Si Panagia dépend en principe du monastère de Grande Lavra, le pionnier des monastères athonites, fondé au Xe siècle, c’est le moine gréco-arménien Ambrosios qui est chargé de surveiller les allées et venues sur la montagne sacrée, et il est étrangement détaché du monastère de Panteleimonos. Ce dernier, d’obédience russe, reste le plus « peuplé » des sanctuaires de la péninsule. On chuchote que, depuis l’arrivée de Poutine au pouvoir, l’argent russe coule à flots avec, en corollaire, des luttes d’influence qui feraient rage au sein des institutions orthodoxes locales, pour tenter de « slaviser » la péninsule. Le contrôle de Panagia ferait partie de ces joutes feutrées…

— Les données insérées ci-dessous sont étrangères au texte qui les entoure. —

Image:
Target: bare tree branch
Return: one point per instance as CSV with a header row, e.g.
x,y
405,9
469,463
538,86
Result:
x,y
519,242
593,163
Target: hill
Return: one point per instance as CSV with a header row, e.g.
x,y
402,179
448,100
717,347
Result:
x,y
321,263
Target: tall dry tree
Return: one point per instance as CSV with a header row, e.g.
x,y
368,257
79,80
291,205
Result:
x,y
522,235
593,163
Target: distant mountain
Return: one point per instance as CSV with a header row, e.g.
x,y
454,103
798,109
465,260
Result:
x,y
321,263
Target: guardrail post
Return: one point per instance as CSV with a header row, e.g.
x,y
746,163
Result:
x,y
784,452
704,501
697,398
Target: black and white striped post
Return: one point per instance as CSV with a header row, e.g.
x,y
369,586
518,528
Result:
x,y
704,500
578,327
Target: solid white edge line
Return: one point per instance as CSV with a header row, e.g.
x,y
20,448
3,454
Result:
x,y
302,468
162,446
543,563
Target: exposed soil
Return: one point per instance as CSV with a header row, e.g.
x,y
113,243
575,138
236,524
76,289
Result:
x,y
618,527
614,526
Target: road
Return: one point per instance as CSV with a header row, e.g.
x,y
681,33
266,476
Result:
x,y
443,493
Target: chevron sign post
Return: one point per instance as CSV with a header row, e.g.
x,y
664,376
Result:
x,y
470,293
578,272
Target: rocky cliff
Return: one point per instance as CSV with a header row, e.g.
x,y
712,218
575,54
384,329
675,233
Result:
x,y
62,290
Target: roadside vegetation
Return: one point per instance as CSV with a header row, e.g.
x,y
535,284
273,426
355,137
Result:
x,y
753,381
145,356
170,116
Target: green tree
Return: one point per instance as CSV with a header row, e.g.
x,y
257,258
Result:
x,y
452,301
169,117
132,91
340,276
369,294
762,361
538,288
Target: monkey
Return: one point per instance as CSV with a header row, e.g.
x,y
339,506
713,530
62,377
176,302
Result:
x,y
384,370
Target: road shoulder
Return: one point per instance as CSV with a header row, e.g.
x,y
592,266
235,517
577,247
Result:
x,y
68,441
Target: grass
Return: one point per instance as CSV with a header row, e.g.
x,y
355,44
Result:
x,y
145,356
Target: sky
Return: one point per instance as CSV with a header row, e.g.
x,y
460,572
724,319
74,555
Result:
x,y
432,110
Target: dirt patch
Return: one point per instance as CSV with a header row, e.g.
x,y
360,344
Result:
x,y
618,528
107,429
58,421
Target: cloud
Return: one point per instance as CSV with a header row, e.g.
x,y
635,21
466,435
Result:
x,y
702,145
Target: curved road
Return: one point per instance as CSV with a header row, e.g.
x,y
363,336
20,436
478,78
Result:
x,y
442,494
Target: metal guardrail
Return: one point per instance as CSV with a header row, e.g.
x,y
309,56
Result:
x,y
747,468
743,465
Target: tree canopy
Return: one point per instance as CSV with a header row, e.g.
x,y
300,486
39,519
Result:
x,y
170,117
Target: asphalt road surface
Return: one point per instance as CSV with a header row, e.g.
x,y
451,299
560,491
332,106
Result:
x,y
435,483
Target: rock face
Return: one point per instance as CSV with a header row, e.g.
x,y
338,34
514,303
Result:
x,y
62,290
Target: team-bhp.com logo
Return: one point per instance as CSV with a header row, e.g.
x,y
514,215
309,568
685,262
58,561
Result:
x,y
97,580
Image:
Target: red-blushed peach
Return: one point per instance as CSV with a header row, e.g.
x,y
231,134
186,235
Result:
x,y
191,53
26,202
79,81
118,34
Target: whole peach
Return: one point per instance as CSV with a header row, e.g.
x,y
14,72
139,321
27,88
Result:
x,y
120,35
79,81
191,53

Tout est religieux, même la montagne
Quoi qu’il en soit, nous sommes reçus avec une bienveillance bourrue par le père Ambrosios. Hirsute et dépenaillé, regard farouche et verbe rare, il a l’allure et le cuir buriné d’un cavalier des steppes kazakhs. Il nous demande expressément d’enlever nos shorts et d’enfiler un pantalon !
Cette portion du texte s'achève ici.